Interim chief executive Gary Owens was scheduled to verbalise the deal and address questions. The FAI's financial advisors Grant Thornton and legal consultants A&L Goodbody were due to attend the meeting.

In light of the deepening crisis over the weekend, alternative methods such as live streaming or addressing queries through email before voting have been suggested by some delegates.

"We currently do have a quorum for the planned meeting but given the government advice, the emails received from some council members expressing concern about a face to face meeting and the fact that many of you will have to travel from all over the country we are proposing to hold the vote via email," said Owens in an email to council members.

"There is also the possibility that the Government may make decisions today or tomorrow which may place further restrictions on people travelling or holding group meetings.

"Consequently, the board believes that we should proceed on this particular occasion and in these extraordinary circumstances to approve the resolution via email."

The FAI have an urgent need for sign-off due pressing commitments, such as next week’s monthly pay-run for workforce of 207 employees.

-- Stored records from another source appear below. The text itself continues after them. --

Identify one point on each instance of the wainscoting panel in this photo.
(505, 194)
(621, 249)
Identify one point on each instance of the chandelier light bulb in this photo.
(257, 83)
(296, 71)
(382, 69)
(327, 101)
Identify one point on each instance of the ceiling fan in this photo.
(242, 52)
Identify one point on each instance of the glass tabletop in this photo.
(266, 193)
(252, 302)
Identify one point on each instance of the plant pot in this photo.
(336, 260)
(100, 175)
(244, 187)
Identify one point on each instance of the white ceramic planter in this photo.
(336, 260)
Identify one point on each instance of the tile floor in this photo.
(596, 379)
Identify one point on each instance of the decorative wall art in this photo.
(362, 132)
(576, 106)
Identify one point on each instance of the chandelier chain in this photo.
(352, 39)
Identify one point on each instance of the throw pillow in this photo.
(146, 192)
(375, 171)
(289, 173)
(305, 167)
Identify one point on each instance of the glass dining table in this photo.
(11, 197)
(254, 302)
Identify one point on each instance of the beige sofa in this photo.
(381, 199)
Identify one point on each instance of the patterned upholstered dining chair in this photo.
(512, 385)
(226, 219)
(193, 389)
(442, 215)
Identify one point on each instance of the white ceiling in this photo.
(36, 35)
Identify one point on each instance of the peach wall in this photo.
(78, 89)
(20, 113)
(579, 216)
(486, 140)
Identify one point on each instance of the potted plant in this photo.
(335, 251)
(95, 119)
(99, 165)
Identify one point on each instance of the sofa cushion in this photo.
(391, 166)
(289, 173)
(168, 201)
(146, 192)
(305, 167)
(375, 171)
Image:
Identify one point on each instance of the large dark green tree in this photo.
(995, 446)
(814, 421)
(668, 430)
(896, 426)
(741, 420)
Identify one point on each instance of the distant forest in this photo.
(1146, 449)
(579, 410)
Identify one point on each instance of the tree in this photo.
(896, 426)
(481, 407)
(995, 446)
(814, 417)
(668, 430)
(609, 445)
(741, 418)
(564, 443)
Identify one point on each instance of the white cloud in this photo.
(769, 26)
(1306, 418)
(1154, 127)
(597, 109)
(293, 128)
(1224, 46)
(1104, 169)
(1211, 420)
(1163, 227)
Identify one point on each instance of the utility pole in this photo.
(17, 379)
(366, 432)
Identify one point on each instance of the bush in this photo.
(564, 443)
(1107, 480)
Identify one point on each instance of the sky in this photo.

"It is essential that this Council sanction is received tomorrow to keep the Association alive," added Owens.

While debate has been rife since the deal was hatched about the reform demands placed on the FAI in return, those changes will be addressed in a separate forum.

An emergency general meeting will be held on April 30 to discuss those rule changes.

"We will discuss our constitution and the future roadmap for the association," said Owens.

"We will go through the detail of the financial proposal with Bank of Ireland at a Council meeting on that date."

An EGM was convened in Dunboyne last July for the Governance Review Group’s recommendations to be ratified.

The overhaul of the committee structure was led by Sport Ireland following the flaws exposed by the demise of former chief executive John Delaney's exactly a year ago.

Additional and speedier reforms have been demanded by Sports Minister Shane Ross as part of the rescue deal.

Among them are former board members being barred from the newly-formed FAI committees, council members with 10 years of service retiring by the annual general meeting this July and the portion of independent directors on the FAI board rising from four to six.

The independent chairman on the 12-person board, Barrett, holds the casting vote.